January 12, 2008
Forest gardening is a great concept for the urban gardener with limited space. In the early 1960s, a British gardener named Robert Hart explored the positive relationship that exists between plants in natural woodland systems – from below the ground to the top of the tree canopy. By copying this structure , his concept of the “forest garden” made productive use of limited space and gardening energy to maximize food output in a natural and ecologically sound manner.

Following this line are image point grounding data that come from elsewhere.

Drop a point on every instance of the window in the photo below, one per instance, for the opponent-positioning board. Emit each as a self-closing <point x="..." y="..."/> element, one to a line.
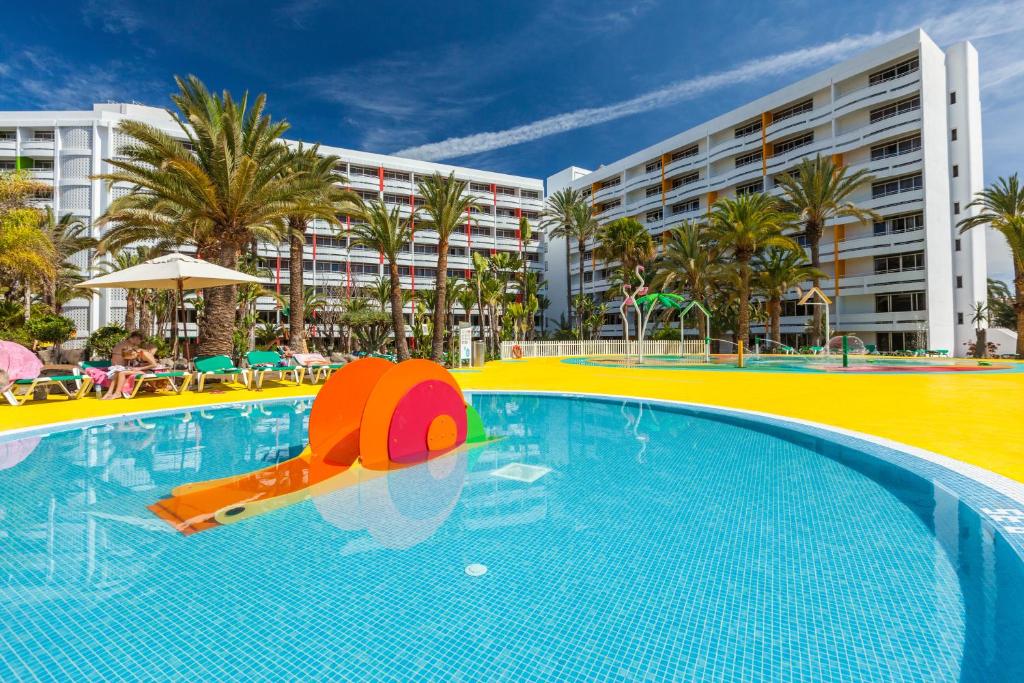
<point x="751" y="188"/>
<point x="793" y="111"/>
<point x="891" y="73"/>
<point x="748" y="159"/>
<point x="899" y="302"/>
<point x="747" y="129"/>
<point x="905" y="183"/>
<point x="793" y="143"/>
<point x="684" y="153"/>
<point x="899" y="262"/>
<point x="686" y="207"/>
<point x="889" y="111"/>
<point x="896" y="147"/>
<point x="686" y="179"/>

I’ve translated it to urban jungle terminology for the benefit of us city-dwellers:
- skyscraper: mature fruit trees
- lowrise: dwarf-stock fruit and smaller nut-trees
- street-front: berry bushes
- hydrant level: herbaceous plants
- pavement: groundcover
- subway: underground roots and tubers
- hydro (poles and wires): climbing vines
By planting and growing in layers, especially with native perennial plants, we have a glimpse of the gardener’s nirvana – a perpetually producing, low-maintenance source of sustenance. Our forest garden/urban jungle becomes a place of respite and sanctuary.
Quote from The Forest Garden by Robert Hart:
If one is starting a forest garden from scratch, the best way to form a canopy is by planting standard apples, plums, or pears at the recommended spacing; twenty feet each way. Then fruit or nut trees on dwarfing rootstocks can be planted halfway between the standards, to form the ‘low-tree layer,’ and fruit bushes between all the trees to form the ‘shrub layer.’ Herbs and perennial vegetables will constitute the ‘herbaceous layer,’ and horizontally spreading plants like dewberries and other Rubus species, as well as creeping herbs such a buckler-leaved sorrel (Rumex scutatus) and lady’s mantle, will form the ‘ground-cover layer.’ For the root vegetables, mainly radishes and Hamburg parsley, occupying the ‘rhizosphere,’ a low mound can be raised, so that they will not be swamped by the herbs. As for the climbers that constitute the ‘vertical layer’: grapevines, nasturtiums, and runner beans can be trained up the trees, while raspberries and hybrid berries, such as boysenberries and tayberries, can be trained over a trellis fence, forming a boundary to the garden.
I think that these are lovely ideas, and I can only imagine how beautiful his British forest garden was (Robert Hart died in 2000). Now the question for me is, how do I translate these lofty goals to a very small plot of land in an urban setting? I don’t have a pre-existing orchard to work with and I only have room for about two fruit trees. Does that qualify as a forest? I think that the idea of layering in biodiversity vertically as well as horizontally is essential. The Path to Freedom Project seems to be exploring this in depth – I think I’ll head over to their website to check it out.